Он машинально вынул из-под газеты – застилала дно ящика – сберкнижку, машинально пихнул к себе в карман фуфайки.
– Может, тут нагрянет один хиленький – дверь наша ему тесна! – ты так и скажи: подался Глеб в город. Надо…
– Но ты и смену не достоял!
– А мне теперь всё равно…
– Хоть бы переоделся. Какой город в таком виде?
Он только в досаде вздохнул и вышел нетвёрдым шагом.
Вскоре действительно прибежал с завода один хиленький. Толще и выше шкафа! Его цветущий вид говорил: я здоров как бык, не знаю, как и быть.

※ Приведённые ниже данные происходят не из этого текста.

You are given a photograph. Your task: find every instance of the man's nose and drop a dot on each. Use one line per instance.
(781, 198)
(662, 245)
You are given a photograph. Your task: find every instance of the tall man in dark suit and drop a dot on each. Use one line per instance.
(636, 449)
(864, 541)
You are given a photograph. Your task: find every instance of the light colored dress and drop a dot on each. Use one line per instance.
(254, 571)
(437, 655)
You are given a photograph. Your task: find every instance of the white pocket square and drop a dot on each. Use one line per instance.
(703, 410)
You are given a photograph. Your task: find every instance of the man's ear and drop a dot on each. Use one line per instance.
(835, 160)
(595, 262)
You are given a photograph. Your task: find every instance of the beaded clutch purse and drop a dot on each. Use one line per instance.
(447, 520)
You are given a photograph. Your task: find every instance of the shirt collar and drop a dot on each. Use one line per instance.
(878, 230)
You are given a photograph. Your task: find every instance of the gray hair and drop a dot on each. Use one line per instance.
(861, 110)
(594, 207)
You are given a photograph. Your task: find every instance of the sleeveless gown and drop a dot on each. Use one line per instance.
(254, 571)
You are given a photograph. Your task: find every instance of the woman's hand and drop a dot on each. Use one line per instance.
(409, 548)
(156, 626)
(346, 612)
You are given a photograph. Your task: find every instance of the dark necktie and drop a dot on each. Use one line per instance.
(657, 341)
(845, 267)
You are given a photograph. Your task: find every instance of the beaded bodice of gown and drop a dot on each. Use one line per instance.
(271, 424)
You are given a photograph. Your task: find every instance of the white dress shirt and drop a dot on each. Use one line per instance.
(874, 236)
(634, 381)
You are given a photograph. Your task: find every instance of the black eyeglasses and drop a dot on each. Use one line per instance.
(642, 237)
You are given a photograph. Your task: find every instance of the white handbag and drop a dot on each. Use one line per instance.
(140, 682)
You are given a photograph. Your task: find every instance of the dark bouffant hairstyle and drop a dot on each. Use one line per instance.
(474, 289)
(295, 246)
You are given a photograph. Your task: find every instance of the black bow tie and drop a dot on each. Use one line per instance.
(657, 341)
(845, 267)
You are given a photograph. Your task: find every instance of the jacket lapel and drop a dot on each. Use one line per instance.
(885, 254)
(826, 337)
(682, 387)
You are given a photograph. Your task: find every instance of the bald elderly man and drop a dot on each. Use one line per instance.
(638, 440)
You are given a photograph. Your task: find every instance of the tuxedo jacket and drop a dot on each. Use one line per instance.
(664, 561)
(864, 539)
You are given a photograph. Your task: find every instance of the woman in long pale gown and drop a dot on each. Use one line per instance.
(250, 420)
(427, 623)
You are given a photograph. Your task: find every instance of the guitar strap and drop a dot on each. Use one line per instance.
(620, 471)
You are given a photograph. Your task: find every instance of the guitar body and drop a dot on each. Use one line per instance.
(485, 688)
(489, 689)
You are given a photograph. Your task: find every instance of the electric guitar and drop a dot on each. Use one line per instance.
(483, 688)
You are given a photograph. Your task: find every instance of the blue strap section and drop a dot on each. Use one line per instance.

Это был Здоровцев, человек несуразного, гулливеровского, покроя, с толстыми красными щеками и немыслимого аппетита.
На свадьбе у Митрофана и Лизы Здоровцев столько пил и ел, что взяло кота поперёк живота, и у него лопнул желудок, лопнул самым натуральным образом. Сделали Здоровцеву четыре операции. Всё заросло, и его дуршлаг стал крепче прежнего.
Здоровцев был готов гулять на новой свадьбе хоть у чёрта.
Но его предусмотрительно не звали уже.
Наша дверь Здоровцеву была и низка и узка.
Топчась у порожка, он не мог заставить себя нагнуться и боком вдавиться в комнату. Затарабанил в окно. Я открыл ему дверь, пригласил войти. Он отрицательно закачал головой-шаром, хрипло прогудел:
– Глебку подавай! Начальство спрашивает!
– Глеб ушёл в город.
– Вот так краковяк! – всплеснул руками Здоровцев. – Полное выпирато! Меня, понимаешь, втёр… У меня ажник зубы вспотели!..[290 - Ажник зубы вспотели – о сильном переживании.] Ввертел меня в тюремную кашу, «завязал уши бантиком», а сам и ах в кусты! Куча смеха!